Earley has an unlimited supply of stories from her decades at the project that demonstrate just how dedicated Elf Louise volunteers have been over the years, like the time one Santa was making deliveries and a rough road tore up the oil pan on his car. He wasn’t about to let that stop him from finishing his deliveries, so when the tow truck driver arrived, Santa talked him into driving around to the rest of the houses.
Last year and this year have been much simpler and have required far less staffing without the wrapping and delivery. But Santa showing up at the door of a family’s home and putting gifts directly into the hands of eager, excited kids is the heart of the Elf Louise Christmas Project and not something that will ever permanently disappear, Harrison said.
“Two years ago my wife was a Santa, and we walked into the first house and here come these little kids holding on to her legs. She bawled the entire time. The elf, me, had to do all the talking for her because she couldn’t even get a word out,” Harrison said.
Having Santa give the gifts also makes the experience more comfortable for the families, Earley believes.
“Sometimes it’s a little awkward when you show up at someone’s house with something for them, like we’re the people with lots of money,” she said. “But when you have Santa in the equation, you don’t have that awkwardness.”
The original elf, Louise Locker, is not as involved these days, but Harrison said she is still the soul of the project. She decided to focus more on her full-time job as a therapist, but she still raises money and supports the project as much as possible, including the annual two-day radiothon she hosts on WOAI.
The radiothon, on Dec. 3 and 4 this year, raises a huge chunk of the nonprofit’s budget, but the group also gets some big help from places like H-E-B, which opens its Christmas catalog to Elf Louise as early as March every year, giving them the chance to place a hugely discounted bulk order.

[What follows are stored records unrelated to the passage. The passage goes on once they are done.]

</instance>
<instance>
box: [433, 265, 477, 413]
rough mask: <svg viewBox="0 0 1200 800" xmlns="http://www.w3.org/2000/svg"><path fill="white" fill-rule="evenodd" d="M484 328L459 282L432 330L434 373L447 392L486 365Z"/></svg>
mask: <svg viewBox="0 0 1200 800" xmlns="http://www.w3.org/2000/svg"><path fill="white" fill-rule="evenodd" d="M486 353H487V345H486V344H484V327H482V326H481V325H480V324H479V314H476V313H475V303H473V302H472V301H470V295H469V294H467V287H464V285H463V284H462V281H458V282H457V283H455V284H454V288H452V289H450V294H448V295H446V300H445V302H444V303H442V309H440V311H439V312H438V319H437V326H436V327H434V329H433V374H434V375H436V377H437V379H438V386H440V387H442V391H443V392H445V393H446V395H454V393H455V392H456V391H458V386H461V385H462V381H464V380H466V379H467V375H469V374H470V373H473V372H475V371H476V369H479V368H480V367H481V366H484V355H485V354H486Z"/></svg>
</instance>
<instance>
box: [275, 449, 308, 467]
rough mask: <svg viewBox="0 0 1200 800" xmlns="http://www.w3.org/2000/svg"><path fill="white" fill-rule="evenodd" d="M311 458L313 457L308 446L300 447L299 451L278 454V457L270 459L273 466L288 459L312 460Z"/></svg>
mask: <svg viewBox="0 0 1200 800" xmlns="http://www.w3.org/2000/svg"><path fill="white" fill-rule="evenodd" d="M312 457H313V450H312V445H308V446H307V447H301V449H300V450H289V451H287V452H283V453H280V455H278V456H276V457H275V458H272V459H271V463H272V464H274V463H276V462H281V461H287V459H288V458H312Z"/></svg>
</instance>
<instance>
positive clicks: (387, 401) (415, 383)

Another huge supporter of Elf Louise is Port San Antonio, which for the past eight years has given the group 80,000 square feet of space rent-free. That gift, in particular, has been a huge relief to the organizers of Elf Louise, Harrison said, eliminating an annual time-consuming search for a massive amount of space to rent for two months.

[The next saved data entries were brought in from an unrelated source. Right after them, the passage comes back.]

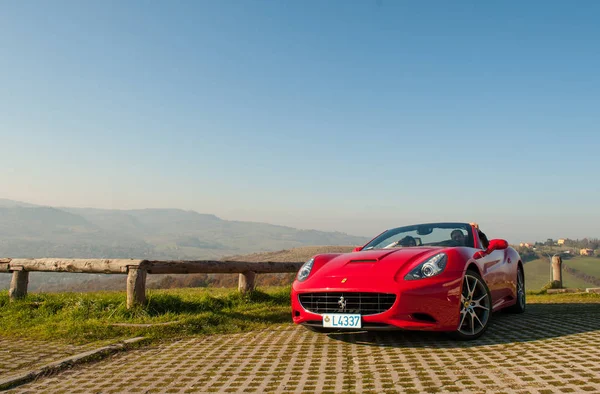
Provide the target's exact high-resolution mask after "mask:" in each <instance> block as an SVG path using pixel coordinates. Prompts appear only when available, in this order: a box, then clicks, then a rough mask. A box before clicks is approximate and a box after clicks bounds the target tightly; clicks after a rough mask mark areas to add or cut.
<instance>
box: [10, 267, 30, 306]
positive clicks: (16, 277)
mask: <svg viewBox="0 0 600 394" xmlns="http://www.w3.org/2000/svg"><path fill="white" fill-rule="evenodd" d="M28 283H29V272H28V271H23V270H20V271H13V277H12V280H11V281H10V290H8V296H9V298H10V300H11V301H14V300H16V299H19V298H23V297H25V296H26V295H27V284H28Z"/></svg>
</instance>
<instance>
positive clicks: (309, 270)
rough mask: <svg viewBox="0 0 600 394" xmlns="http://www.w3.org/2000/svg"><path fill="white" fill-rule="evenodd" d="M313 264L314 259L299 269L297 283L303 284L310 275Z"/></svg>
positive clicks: (300, 267) (314, 261) (302, 265)
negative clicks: (297, 280)
mask: <svg viewBox="0 0 600 394" xmlns="http://www.w3.org/2000/svg"><path fill="white" fill-rule="evenodd" d="M314 262H315V259H314V258H312V259H310V260H308V261H307V262H306V263H304V264H303V265H302V267H300V271H298V278H297V279H298V282H304V281H305V280H306V278H308V275H310V271H311V270H312V264H313V263H314Z"/></svg>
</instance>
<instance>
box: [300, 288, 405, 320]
mask: <svg viewBox="0 0 600 394" xmlns="http://www.w3.org/2000/svg"><path fill="white" fill-rule="evenodd" d="M342 297H343V299H342ZM298 299H299V301H300V304H301V305H302V307H303V308H304V309H306V310H307V311H309V312H313V313H360V314H361V315H363V316H365V315H375V314H377V313H382V312H385V311H387V310H388V309H390V308H391V307H392V305H394V302H395V301H396V294H387V293H353V292H344V293H341V292H338V293H304V294H300V295H298ZM344 302H345V308H342V305H343V304H344Z"/></svg>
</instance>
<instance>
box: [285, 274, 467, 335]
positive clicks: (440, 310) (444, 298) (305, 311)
mask: <svg viewBox="0 0 600 394" xmlns="http://www.w3.org/2000/svg"><path fill="white" fill-rule="evenodd" d="M461 287H462V272H456V273H452V272H449V273H444V274H443V275H440V276H439V277H433V278H426V279H420V280H412V281H404V280H403V281H402V283H397V282H395V281H391V282H389V283H385V284H381V285H379V286H376V287H374V286H368V287H367V286H365V287H359V286H354V287H343V288H342V287H336V288H332V287H326V288H314V287H308V286H305V285H303V284H302V283H298V282H295V283H294V285H293V287H292V293H291V304H292V319H293V321H294V323H296V324H303V325H310V326H315V327H322V326H323V317H322V315H321V314H319V313H314V312H311V311H309V310H307V309H305V308H304V307H303V306H302V305H301V303H300V301H299V297H298V296H299V295H300V294H304V293H321V292H336V293H338V292H346V293H354V292H373V293H393V294H395V295H396V300H395V301H394V303H393V305H392V306H391V308H389V309H388V310H386V311H384V312H382V313H378V314H371V315H363V316H362V326H363V327H362V328H360V329H358V330H361V331H364V330H394V329H404V330H428V331H455V330H456V329H457V327H458V324H459V310H460V294H461ZM344 330H345V329H344Z"/></svg>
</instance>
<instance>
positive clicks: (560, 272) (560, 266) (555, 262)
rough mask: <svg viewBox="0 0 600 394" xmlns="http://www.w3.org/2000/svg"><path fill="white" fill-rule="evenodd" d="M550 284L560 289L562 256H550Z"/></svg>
mask: <svg viewBox="0 0 600 394" xmlns="http://www.w3.org/2000/svg"><path fill="white" fill-rule="evenodd" d="M552 284H553V285H554V286H555V287H554V288H555V289H562V258H561V257H560V256H557V255H554V256H552Z"/></svg>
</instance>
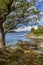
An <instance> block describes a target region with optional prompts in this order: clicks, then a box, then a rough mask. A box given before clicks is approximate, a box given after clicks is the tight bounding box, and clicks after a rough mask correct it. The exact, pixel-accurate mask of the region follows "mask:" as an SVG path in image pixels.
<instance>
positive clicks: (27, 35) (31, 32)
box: [27, 26, 43, 37]
mask: <svg viewBox="0 0 43 65" xmlns="http://www.w3.org/2000/svg"><path fill="white" fill-rule="evenodd" d="M27 36H41V37H43V26H40V27H38V29H36V30H35V29H34V28H32V29H31V32H30V33H28V34H27Z"/></svg>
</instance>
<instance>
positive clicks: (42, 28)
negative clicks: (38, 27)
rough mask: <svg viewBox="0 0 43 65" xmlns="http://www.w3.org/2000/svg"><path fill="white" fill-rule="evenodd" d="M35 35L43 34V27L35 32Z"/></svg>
mask: <svg viewBox="0 0 43 65" xmlns="http://www.w3.org/2000/svg"><path fill="white" fill-rule="evenodd" d="M33 33H34V34H43V27H39V28H38V29H37V30H34V31H33Z"/></svg>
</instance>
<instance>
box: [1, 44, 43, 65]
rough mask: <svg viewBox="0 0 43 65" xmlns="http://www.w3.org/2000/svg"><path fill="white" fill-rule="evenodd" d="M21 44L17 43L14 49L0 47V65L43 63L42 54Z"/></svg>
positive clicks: (40, 63) (12, 64) (42, 56)
mask: <svg viewBox="0 0 43 65" xmlns="http://www.w3.org/2000/svg"><path fill="white" fill-rule="evenodd" d="M23 46H24V45H22V46H21V45H20V44H19V45H18V48H16V49H12V48H10V47H8V48H6V49H0V65H43V54H41V53H38V52H35V51H32V50H27V49H26V48H25V49H24V48H23Z"/></svg>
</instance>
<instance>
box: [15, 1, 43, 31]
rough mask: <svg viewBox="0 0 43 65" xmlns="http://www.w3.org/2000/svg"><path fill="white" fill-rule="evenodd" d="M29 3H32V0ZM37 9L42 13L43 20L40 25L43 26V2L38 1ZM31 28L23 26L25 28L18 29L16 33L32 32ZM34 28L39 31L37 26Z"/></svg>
mask: <svg viewBox="0 0 43 65" xmlns="http://www.w3.org/2000/svg"><path fill="white" fill-rule="evenodd" d="M28 1H30V0H28ZM36 8H37V9H38V10H40V11H41V13H40V14H42V18H41V19H40V21H39V25H41V26H43V0H38V2H37V3H36ZM20 26H21V25H20ZM31 28H32V27H31V26H23V27H20V28H18V29H16V30H15V31H17V32H19V31H28V30H29V31H30V30H31ZM33 28H35V29H37V25H36V26H33Z"/></svg>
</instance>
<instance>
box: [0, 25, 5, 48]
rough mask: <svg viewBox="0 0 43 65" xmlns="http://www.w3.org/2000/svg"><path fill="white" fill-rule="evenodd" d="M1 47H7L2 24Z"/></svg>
mask: <svg viewBox="0 0 43 65" xmlns="http://www.w3.org/2000/svg"><path fill="white" fill-rule="evenodd" d="M0 47H1V48H3V47H5V33H4V28H3V25H1V42H0Z"/></svg>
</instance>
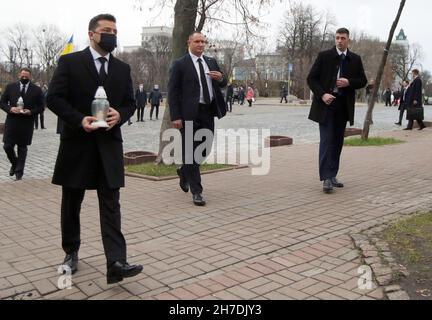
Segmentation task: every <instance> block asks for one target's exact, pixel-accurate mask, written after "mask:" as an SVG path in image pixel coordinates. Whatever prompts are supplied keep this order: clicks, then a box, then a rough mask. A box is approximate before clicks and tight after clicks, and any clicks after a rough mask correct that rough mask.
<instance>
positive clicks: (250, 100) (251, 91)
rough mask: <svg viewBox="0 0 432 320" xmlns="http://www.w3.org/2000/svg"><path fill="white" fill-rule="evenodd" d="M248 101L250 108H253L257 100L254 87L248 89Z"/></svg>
mask: <svg viewBox="0 0 432 320" xmlns="http://www.w3.org/2000/svg"><path fill="white" fill-rule="evenodd" d="M246 100H247V102H248V103H249V107H252V102H253V101H254V100H255V92H254V91H253V89H252V87H248V89H247V92H246Z"/></svg>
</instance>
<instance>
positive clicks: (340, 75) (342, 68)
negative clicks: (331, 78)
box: [338, 53, 346, 96]
mask: <svg viewBox="0 0 432 320" xmlns="http://www.w3.org/2000/svg"><path fill="white" fill-rule="evenodd" d="M339 58H340V64H339V78H344V77H345V62H346V56H345V53H342V54H341V55H340V56H339ZM338 95H339V96H343V95H344V89H343V88H339V90H338Z"/></svg>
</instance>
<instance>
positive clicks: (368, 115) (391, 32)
mask: <svg viewBox="0 0 432 320" xmlns="http://www.w3.org/2000/svg"><path fill="white" fill-rule="evenodd" d="M405 2H406V0H401V3H400V5H399V10H398V13H397V14H396V18H395V20H394V21H393V24H392V27H391V28H390V33H389V37H388V39H387V44H386V47H385V49H384V53H383V55H382V59H381V64H380V66H379V69H378V73H377V76H376V79H375V83H376V84H377V85H376V86H375V87H374V89H373V93H372V97H376V96H377V94H378V90H379V85H378V84H379V83H381V79H382V76H383V73H384V67H385V65H386V63H387V58H388V55H389V51H390V47H391V44H392V40H393V36H394V33H395V30H396V27H397V25H398V23H399V19H400V17H401V15H402V11H403V8H404V7H405ZM374 106H375V99H369V107H368V111H367V113H366V117H365V121H364V125H363V133H362V139H363V140H367V139H368V138H369V130H370V125H371V124H373V120H372V113H373V109H374Z"/></svg>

Earley remembers a long list of locations that the group had used for space over the years, including almost every mall in the city, two of which no longer exist, an old Builder’s Square building, and, the most memorable, the Hormel sausage-making plant.
“It will never be a horrible location until it gets worse than that year,” Earley said with a laugh. “It had wonderful parking, it had six loading docks, but you know the movie Saw? You could have filmed it there. There was no way that we could really make that building Christmasy.”

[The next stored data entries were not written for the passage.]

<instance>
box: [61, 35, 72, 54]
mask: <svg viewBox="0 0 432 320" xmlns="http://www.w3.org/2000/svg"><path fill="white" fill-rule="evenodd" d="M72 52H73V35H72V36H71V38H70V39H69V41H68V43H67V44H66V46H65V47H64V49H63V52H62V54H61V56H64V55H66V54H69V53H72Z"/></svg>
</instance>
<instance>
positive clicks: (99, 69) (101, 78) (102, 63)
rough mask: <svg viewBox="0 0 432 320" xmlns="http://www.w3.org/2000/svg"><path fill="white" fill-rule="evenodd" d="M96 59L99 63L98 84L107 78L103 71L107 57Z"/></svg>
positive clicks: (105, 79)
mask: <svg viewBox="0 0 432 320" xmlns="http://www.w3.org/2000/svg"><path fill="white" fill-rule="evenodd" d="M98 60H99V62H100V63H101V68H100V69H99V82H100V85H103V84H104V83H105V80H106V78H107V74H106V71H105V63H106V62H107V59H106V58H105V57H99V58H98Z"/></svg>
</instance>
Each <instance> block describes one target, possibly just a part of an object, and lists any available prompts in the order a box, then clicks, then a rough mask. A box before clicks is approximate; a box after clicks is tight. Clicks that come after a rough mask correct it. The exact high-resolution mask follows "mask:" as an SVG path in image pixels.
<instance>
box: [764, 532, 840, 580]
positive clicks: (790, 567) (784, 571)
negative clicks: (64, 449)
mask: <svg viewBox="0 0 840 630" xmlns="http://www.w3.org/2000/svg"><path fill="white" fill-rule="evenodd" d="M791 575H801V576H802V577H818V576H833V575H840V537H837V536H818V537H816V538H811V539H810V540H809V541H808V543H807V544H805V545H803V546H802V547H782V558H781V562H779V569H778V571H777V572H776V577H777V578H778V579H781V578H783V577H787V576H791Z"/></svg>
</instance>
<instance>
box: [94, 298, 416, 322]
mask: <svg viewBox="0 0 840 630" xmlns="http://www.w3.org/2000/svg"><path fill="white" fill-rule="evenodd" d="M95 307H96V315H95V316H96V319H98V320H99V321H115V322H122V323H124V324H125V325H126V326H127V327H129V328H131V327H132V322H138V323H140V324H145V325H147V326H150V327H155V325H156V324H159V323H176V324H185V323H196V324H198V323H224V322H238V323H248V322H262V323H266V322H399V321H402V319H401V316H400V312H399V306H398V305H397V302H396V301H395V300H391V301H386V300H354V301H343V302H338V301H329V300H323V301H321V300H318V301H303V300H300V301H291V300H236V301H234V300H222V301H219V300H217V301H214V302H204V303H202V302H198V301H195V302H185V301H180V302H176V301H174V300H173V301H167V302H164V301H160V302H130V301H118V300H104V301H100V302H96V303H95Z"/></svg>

One of the reasons Harrison and Earley believe the San Antonio community has supported Elf Louise so well over the decades is that the group’s all-volunteer leadership team keeps costs down, spending 98 cents of every dollar donated on purchasing and delivering toys.
“We know how to make a dollar stretch until it screams,” Earley said.
Perhaps the biggest blow to the nonprofit this year was the loss of organizer and Treasurer LeAnn Crim, who died of cancer in June. Describing her as his right hand, Harrison said Crim had been a volunteer for 30 years and was an integral member of the Elf Louise leadership.
The support of the San Antonio community and volunteers like Crim keep Elf Louise going strong year after year, Earley believes.
“San Antonio is not a rich community, but they see what we’ve done and they’re with us,” she said. “Everybody sort of gets into the spirit of let’s get the toys to the kids. They’ve delivered in flooding, in really cold weather, or when the Santas are melting. You’ve not lived until you’ve been in a Santa suit when it’s 90 degrees at Christmastime.”